Overcoming obstacles makes triumphs sweeter for Missouri Baptist missionaries to Romania
By Allen Palmeri
Staff Writer
August 3, 2004
BUCHAREST, Romania – Getting to Bucharest was half the “fun” for the Missouri Baptist Convention (MBC) team of missionaries who came in May to launch eight new partnerships with Romanian Baptist churches.
A series of weather-related delays condensed what was to have been a week-long outreach into one long weekend of ministry. When the Missouri volunteers finally arrived in Bucharest on May 21, they had no time for rest. They needed to hit the ground running as they fanned out into their churches. And before they knew it, on May 25, they were boarding a plane back to the United States.
Instead of flying from St. Louis to Washington D.C., as planned, the group was forced to make its first flight to Atlanta. Bob Kimmis, pastor, Dawn Baptist Church, south of Chillicothe, took charge of the situation by witnessing to his seat mate on the new flight during a rain delay on the runway.
“That may be God’s whole plan,” Kimmis said. “This guy might be a great evangelist some day (because the flight was diverted).”
For Brock Davis, pastor, Roby Baptist Church, south of Fort Leonard Wood, he will never forget all that it took on his first trip overseas to see the Lord bring four Romanians to Christ. Davis recalled all of the energy it took to fly to Atlanta, Munich, Germany and Vienna, Austria before finally landing in Bucharest.
“It’s one salvation for every plane we took over,” Davis said.
Norm Howell, MBC partnership missions specialist, marveled at how well the group adjusted to all of its traveling obstacles, which included long airport layovers and unscheduled overnight stays in Atlanta and Vienna before they even got to the mission field.
“It all worked out,” Howell said. “Through all of the waiting, all of the meals we missed and all of that, the team has been exceptional and had great opportunities to witness.”
Davis wound up doing visitation May 22 in a village. His visitation partner had been trying to communicate Christ for three months with a lady who had a smoking problem, so Davis suggested that he tell her in Romanian that she first needed to ask Jesus into her heart and then He will take care of her smoking problem.
“I gave her a little testimony of a man at my church who laid his cigarettes at the altar after he was saved, and she just lit up,” Davis said. “He (his Romanian partner) told her in Romanian and then asked, ‘Do you want to ask Jesus into your heart now?’ And she said, ‘Da! Da!’ And we stood and prayed with her. I told her, ‘I want to pray over you for your cigarette smoking addiction.’ And we prayed over her, and her husband, who was looking for a job. Her husband had only attended church twice, and that Sunday morning he was at church.”
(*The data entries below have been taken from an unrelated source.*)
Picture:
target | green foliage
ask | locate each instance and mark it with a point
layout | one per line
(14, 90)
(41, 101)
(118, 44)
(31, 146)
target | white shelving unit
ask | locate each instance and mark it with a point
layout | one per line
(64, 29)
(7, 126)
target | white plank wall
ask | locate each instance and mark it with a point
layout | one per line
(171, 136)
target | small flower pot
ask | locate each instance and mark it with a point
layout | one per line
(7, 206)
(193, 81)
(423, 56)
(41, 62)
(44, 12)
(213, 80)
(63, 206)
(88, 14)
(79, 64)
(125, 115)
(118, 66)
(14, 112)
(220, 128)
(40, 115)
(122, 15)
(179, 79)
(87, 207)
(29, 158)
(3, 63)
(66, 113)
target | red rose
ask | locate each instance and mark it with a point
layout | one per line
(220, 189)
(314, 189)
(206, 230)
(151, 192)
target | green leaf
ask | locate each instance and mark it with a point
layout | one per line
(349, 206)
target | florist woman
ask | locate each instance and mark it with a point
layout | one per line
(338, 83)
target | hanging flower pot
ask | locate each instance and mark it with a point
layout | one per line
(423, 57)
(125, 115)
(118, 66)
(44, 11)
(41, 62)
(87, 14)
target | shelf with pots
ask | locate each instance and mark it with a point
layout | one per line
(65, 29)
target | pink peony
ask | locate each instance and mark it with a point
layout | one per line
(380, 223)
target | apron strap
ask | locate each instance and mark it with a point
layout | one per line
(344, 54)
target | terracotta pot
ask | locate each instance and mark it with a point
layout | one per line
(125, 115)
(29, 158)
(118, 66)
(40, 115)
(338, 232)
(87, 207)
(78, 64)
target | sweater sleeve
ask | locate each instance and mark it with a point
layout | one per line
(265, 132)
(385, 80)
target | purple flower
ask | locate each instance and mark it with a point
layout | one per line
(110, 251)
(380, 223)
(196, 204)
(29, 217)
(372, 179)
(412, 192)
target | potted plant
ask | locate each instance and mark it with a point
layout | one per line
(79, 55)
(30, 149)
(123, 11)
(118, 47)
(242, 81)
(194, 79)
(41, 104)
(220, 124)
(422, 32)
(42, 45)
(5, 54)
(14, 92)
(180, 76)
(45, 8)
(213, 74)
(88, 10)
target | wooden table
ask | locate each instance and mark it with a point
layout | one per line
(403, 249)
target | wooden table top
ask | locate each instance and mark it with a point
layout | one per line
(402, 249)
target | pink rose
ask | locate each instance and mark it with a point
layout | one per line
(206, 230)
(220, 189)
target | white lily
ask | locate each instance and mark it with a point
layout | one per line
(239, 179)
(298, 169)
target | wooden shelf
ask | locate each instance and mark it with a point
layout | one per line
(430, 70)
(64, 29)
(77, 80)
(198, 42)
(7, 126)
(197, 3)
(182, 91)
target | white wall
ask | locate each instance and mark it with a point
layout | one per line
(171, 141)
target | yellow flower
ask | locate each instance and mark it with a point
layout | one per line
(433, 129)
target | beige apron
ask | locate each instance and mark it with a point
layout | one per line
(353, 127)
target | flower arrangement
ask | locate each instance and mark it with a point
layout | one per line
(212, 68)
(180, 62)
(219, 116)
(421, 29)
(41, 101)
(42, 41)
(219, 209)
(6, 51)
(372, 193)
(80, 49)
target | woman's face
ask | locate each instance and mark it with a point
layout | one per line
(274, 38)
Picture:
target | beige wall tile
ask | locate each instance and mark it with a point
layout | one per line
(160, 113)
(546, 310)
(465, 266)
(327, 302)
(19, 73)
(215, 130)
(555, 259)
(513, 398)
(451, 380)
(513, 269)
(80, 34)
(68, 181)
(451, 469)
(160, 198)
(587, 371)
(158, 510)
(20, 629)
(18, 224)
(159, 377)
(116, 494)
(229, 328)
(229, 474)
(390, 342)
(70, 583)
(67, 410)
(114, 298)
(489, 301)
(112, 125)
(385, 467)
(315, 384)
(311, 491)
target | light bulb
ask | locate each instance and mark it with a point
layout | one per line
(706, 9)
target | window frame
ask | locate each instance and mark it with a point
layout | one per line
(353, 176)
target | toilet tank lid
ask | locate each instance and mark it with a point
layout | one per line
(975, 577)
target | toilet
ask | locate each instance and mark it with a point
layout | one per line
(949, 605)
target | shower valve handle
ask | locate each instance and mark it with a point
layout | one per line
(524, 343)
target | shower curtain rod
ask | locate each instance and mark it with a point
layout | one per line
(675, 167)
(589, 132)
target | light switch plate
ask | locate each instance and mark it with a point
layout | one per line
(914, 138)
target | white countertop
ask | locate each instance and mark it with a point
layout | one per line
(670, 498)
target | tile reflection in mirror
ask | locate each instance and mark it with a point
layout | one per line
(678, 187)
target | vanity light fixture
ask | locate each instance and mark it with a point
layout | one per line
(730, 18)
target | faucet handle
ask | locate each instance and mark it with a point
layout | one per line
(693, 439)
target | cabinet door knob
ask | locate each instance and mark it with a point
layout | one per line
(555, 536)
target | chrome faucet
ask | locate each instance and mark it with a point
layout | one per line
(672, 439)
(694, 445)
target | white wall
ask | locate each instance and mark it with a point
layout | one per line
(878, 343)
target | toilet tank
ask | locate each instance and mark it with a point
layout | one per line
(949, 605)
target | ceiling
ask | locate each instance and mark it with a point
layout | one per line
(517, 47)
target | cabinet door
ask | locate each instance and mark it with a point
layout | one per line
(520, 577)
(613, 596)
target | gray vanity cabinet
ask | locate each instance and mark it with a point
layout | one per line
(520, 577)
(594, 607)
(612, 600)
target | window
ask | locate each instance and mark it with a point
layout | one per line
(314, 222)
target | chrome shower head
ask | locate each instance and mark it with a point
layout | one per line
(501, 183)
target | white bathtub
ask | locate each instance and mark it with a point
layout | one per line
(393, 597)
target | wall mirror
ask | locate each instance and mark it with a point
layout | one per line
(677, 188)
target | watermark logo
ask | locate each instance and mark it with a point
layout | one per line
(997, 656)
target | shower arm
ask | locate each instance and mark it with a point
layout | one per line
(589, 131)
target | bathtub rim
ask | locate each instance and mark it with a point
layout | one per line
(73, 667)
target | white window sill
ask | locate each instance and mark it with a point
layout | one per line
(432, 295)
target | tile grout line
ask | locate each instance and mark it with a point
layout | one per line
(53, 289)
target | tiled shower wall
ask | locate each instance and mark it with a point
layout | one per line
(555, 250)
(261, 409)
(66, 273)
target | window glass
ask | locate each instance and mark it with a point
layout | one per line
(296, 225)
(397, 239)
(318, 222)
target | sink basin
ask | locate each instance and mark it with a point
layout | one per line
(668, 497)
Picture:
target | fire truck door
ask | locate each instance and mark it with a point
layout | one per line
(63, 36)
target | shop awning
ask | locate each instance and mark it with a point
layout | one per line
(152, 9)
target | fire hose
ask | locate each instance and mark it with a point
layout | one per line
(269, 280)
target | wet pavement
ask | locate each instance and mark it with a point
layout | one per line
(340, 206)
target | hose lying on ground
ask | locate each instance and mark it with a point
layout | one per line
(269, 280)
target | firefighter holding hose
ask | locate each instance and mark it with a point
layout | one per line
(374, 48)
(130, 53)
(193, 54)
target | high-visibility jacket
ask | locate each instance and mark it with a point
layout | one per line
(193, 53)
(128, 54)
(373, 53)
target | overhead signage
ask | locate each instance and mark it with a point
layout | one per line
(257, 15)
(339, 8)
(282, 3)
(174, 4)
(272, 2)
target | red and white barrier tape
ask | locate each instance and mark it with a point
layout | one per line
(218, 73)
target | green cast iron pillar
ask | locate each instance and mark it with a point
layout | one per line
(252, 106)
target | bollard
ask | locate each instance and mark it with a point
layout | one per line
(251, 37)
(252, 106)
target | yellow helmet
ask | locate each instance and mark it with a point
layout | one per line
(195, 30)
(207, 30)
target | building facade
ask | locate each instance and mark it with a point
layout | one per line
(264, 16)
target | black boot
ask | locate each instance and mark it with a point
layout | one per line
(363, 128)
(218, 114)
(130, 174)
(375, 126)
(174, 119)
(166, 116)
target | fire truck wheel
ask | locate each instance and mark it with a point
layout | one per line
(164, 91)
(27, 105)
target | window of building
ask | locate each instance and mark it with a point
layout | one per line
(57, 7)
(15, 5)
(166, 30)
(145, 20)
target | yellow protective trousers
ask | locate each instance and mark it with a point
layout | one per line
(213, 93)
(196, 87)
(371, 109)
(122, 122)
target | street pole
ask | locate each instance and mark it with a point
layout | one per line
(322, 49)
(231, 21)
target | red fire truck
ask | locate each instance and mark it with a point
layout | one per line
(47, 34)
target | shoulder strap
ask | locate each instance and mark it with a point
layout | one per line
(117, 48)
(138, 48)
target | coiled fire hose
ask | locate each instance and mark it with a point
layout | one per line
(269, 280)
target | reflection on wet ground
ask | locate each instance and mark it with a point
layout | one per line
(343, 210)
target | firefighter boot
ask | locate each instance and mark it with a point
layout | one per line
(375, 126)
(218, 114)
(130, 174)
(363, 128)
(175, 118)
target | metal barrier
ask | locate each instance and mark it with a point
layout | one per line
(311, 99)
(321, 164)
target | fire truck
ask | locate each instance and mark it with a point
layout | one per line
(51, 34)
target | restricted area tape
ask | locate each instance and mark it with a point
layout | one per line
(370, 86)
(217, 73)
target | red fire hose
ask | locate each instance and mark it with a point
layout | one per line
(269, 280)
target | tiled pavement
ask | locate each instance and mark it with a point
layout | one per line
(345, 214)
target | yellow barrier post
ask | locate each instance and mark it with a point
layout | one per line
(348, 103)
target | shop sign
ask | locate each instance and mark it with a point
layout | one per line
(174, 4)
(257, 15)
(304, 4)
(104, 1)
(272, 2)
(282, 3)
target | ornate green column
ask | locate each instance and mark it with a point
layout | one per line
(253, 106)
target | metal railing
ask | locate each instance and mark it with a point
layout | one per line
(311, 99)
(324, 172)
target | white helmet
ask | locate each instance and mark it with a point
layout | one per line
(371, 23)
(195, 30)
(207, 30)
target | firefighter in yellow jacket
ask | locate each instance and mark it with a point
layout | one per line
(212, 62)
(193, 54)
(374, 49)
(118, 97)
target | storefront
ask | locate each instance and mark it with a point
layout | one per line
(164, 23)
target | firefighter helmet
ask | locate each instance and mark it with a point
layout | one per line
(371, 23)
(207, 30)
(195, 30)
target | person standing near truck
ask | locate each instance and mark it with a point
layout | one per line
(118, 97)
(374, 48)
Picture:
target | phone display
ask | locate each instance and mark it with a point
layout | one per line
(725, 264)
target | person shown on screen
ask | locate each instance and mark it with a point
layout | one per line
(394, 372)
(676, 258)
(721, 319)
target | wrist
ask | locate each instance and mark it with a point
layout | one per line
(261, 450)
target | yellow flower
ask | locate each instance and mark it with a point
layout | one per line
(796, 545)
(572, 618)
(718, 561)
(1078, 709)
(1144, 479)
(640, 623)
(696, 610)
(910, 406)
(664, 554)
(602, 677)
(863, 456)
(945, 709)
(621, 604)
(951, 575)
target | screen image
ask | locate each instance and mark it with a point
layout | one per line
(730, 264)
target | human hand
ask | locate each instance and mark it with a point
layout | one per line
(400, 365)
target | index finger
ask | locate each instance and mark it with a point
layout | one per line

Later on, Davis preached the Gospel at a youth center, and when he handed over the service to his interpreter, three boys came to know Jesus Christ.
Kimmis met his partner, Victor Sainiuc, pastor of Emanuel Baptist Church of Falticeni, which is a city of about 30,000 people. From there they went to a village and met a young couple with two children living in a small house. The couple is finding out what it is like to live as Christians in a country where 85 percent of the religious population is Romanian Orthodox.
“The whole house was about the size of one of our rooms,” Kimmis said. “They had become Christians, so their family had ostracized them. One brother came back and looked on the walls and said, ‘Where is the Orthodox symbol? I won’t come back until it’s there.’ This family didn’t have anything materially, but they were rich because they were at peace. They were content with what they had, because they had Jesus.”
Damian Phillips, pastor, First Baptist Church, Huntsville, near Moberly, attended a meeting with area church elders in Damuc, which is near Piatra Neamt, where Phillips’ host pastor, Emil Benjamin Handaric, serves. With many Romanian pastors shepherding multiple churches on a part-time basis, there is a great need to train pastors. Missouri Baptists are being asked to conduct leadership training seminars as well as provide theological education for lay leaders and pastors.
Mac McCully, pastor, First Baptist Church, LaPlata, south of Kirksville, is partnered with a mother church in Iasi that has two village churches. He enjoyed preaching to about 30-35 youth from the main church.
“I shared from the life of Daniel,” McCully said. “I encouraged them to learn how to say the two hard words: yes and no. Yes to the will of God and no to the evil enticements of the world. They were very attentive.”
Don Buford, pastor, Liberty Baptist Church, New Florence, near Montgomery City, saw great value in overcoming all of the obstacles that the team had to overcome.
“I came with a 100 percent heart for missions and I’m leaving with 150 percent,” Buford said.
The next scheduled team of MBC missionaries will be bound for Romania in September. Another team, led by Howell, will leave in October, with two more teams heading out in November.